To reduce the number of sampling steps from $T$ to $K$, we use $K$ evenly spaced real numbers between 1 and $T$ (inclusive), and then round each resulting number to the nearest integer. In Figure 8, we evaluate FIDs for an $L_{\text{hybrid}}$ model and an $L_{\text{simple}}$ model that were trained with 4000 diffusion steps, using 25, 50, 100, 200, 400, 1000, and 4000 sampling steps. We do this for both a fully-trained checkpoint, and a checkpoint mid-way through training. For CIFAR-10 we used 200K and 500K training iterations, and for ImageNet-64 we used 500K and 1500K training iterations. We find that the $L_{\text{simple}}$ models with fixed sigmas (with both the larger $\sigma_t^2 = \beta_t$ and the smaller $\sigma_t^2 = \tilde{\beta}t$) suffer much more in sample quality when using a reduced number of sampling steps, whereas our $L{\text{hybrid}}$ model with learnt sigmas maintains high sample quality. With this model, 100 sampling steps is sufficient to achieve near-optimal FIDs for our fully trained models.

Parallel to our work, [13] propose a fast sampling algorithm for DDPMs by producing a new implicit model that has the same marginal noise distributions, but deterministically maps noise to images. We include their algorithm, DDIM, in Figure 8, finding that DDIM produces better samples with fewer than 50 sampling steps, but worse samples when using 50 or more steps. Interestingly, DDIM performs worse at the start of training, but closes the gap to other samplers as training continues. We found that our striding technique drastically reduced performance of DDIM, so our DDIM results instead use the constant striding[^1] from [13], wherein the final timestep is $T-T/K+1$ rather than $T$. The other samplers performed slightly better with our striding.

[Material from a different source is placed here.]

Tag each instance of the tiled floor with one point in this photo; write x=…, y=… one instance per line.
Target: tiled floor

[^1]: We additionally tried the quadratic stride from [13], but found that it hurt sample quality when combined with our cosine schedule.

5. Comparison to GANs

Section Summary: This section compares improved diffusion models to GANs, like BigGAN-deep, on generating class-specific images from the ImageNet dataset at 64x64 resolution, using metrics such as FID for overall quality, precision for how realistic samples are, and recall for how well they cover the variety in the data. A larger diffusion model outperforms BigGAN-deep with the best FID score of 2.92 and strong recall at 0.71, showing it produces diverse samples across classes like birds and animals, while BigGAN excels more in precision but falls short on diversity. Overall, the results suggest diffusion models are superior at capturing the full range of possibilities in the image distribution compared to GANs.

Table 4: Sample quality comparison on class-conditional ImageNet $64 \times 64$. Precision and recall ([14]) are measured using Inception-V3 features and $K=5$. We trained BigGAN-deep for 125K iterations, and did not use truncation for sampling to maximize recall for the GAN.

Model FID Prec. Recall
BigGAN-deep ([31]) 4.06 0.86 0.59
Improved Diffusion (small) 6.92 0.77 0.72
Improved Diffusion (large) 2.92 0.82 0.71

**Figure 9:** Class-conditional ImageNet $64 \times 64$ samples generated using 250 sampling steps from $L_{\text{hybrid}}$ model (FID 2.92). The classes are 9: ostrich, 11: goldfinch, 130: flamingo, 141: redshank, 154: pekinese, 157: papillon, 97: drake and 28: spotted salamander. We see that there is a high diversity in each class, suggesting good coverage of the target distribution

While likelihood is a good proxy for mode-coverage, it is difficult to compare to GANs with this metric. Instead, we turn to precision and recall ([14]). Since it is common in the GAN literature to train class-conditional models, we do the same for this experiment. To make our models class-conditional, we inject class information through the same pathway as the timestep $t$. In particular, we add a class embedding $v_i$ to the timestep embedding $e_t$, and pass this embedding to residual blocks throughout the model. We train using the $L_{\text{hybrid}}$ objective and use $250$ sampling steps. We train two models: a "small" model with 100M parameters for 1.7M training steps, and a larger model with 270 million parameters for 250K iterations. We train one BigGAN-deep model with 100M parameters across the generator and discriminator.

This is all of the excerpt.